DEAR ABBY: Your response to "Nameless Please" was shortsighted. (She was four months' pregnant when she married, and had lied for 39 years about the date of the wedding.) You advised her to say nothing now.
My half-sister, "Stella," gave birth to my niece "Lucy" 13 months before she married "Wayne." Stella never named Lucy's biological father. The marriage lasted until Stella's death 11 years ago.
Stella and Wayne (who was NOT Lucy's biological father) told Lucy they married two years before they actually did -- making it appear that Lucy was conceived AFTER the wedding.
A few years after Stella died, my mother (Stella's stepmother) visited Wayne and essentially browbeat him about the lie he and Stella had told about their wedding date, and how it would affect Lucy when she eventually found out.
After Mother left, Wayne called Lucy in tears. Lucy raced to his home fearful of what was wrong. Wayne began to tell Lucy the truth. When she realized what he was trying to say, she stopped him. She had found her parents' marriage certificate more than 10 years earlier. When she hosted their silver anniversary party, she knew then it had actually been their 23rd. She didn't care!
Mr. and Mrs. Nameless should tell their children the truth, and give them an explanation of what happened and why they lied about it. The climate was very different then. "Nice" boys and girls didn't get pregnant before marriage.
The truth may save one of their grandchildren from falling into the trap the Namelesses fell into. The virtue in their story is that they apparently have been faithful to each other all their lives. They have nothing to be ashamed of -- and a great deal of which to be proud. -- JOHN A., STATEN ISLAND, N.Y.
DEAR JOHN: When I told "Nameless" to let the past stay buried, I hoped to save them embarrassment. Although pregnant brides are common in recent years, 40 years ago it was still something to be concealed. Further, parents are usually uncomfortable discussing their sexual adventures with their children -- clearly that was the case with the couple who wrote to me.
Since I printed that letter, I have received many letters describing the pain caused by parents keeping this secret from their children, stating that it was greater when it was finally uncovered than it would have been had it been dealt with in a forthright manner. Read on for yet another view:
DEAR ABBY: May I offer my thoughts to "Nameless, Please," who was concerned about telling her children the real anniversary date, which had been hidden for 40 years?

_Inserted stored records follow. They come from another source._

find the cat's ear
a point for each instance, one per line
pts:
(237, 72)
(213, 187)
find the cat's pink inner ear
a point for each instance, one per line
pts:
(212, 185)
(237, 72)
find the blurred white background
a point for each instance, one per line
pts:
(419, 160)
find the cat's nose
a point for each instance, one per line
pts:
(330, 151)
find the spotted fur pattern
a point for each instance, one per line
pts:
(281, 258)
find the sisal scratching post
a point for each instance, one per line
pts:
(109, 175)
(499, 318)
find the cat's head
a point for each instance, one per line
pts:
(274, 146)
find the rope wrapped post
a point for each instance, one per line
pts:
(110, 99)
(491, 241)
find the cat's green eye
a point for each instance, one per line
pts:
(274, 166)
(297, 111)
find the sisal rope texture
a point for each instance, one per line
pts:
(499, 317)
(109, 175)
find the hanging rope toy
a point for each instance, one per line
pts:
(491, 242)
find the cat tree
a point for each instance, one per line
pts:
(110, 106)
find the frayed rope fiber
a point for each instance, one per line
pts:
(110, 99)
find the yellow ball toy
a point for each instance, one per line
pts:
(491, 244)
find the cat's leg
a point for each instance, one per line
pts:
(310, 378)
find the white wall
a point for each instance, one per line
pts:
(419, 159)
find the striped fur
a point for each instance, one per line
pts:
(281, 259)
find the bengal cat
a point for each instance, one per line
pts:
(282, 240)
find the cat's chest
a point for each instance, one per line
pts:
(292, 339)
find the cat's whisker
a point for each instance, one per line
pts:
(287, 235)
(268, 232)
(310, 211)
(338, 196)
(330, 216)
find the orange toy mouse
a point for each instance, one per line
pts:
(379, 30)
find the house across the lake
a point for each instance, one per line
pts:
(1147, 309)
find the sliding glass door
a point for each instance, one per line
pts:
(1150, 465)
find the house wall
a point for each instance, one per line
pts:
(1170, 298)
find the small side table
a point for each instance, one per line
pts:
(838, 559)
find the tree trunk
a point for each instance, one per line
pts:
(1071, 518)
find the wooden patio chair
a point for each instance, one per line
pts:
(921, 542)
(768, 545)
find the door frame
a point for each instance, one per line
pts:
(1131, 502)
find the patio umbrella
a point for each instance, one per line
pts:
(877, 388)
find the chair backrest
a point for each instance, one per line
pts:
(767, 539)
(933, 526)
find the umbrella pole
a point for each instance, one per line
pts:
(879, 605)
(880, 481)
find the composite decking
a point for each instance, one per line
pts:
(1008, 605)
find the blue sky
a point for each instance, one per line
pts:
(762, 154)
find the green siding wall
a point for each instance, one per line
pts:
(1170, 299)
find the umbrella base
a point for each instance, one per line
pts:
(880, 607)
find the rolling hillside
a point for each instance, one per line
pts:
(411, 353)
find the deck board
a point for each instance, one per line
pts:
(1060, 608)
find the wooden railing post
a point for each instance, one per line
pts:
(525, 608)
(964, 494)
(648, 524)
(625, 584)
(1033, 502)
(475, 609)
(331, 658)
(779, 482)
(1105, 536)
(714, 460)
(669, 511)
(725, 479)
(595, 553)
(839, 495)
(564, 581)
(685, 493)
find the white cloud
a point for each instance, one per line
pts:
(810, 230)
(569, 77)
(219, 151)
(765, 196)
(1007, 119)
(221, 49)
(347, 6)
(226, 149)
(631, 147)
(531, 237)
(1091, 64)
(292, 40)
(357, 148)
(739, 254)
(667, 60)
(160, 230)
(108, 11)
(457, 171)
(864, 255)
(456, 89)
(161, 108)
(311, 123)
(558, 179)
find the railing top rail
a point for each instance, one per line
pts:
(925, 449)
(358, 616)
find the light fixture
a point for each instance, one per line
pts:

Abby, their real anniversary date was the date they made a COMMITMENT to each other.
As I say in the wedding ceremonies I perform, "Marriage is an act of faith and a personal commitment, as well as a moral and physical union between two people." When that commitment is made, married life begins.
I applaud that couple for their faithfulness to each other. -- THE REV. MARILYNNE NEWMAN, LAKE FOREST, CALIF.
DEAR MARILYNNE NEWMAN: I know you are right. Your answer to that question is more profound and comforting than the one I gave. Thank you for writing.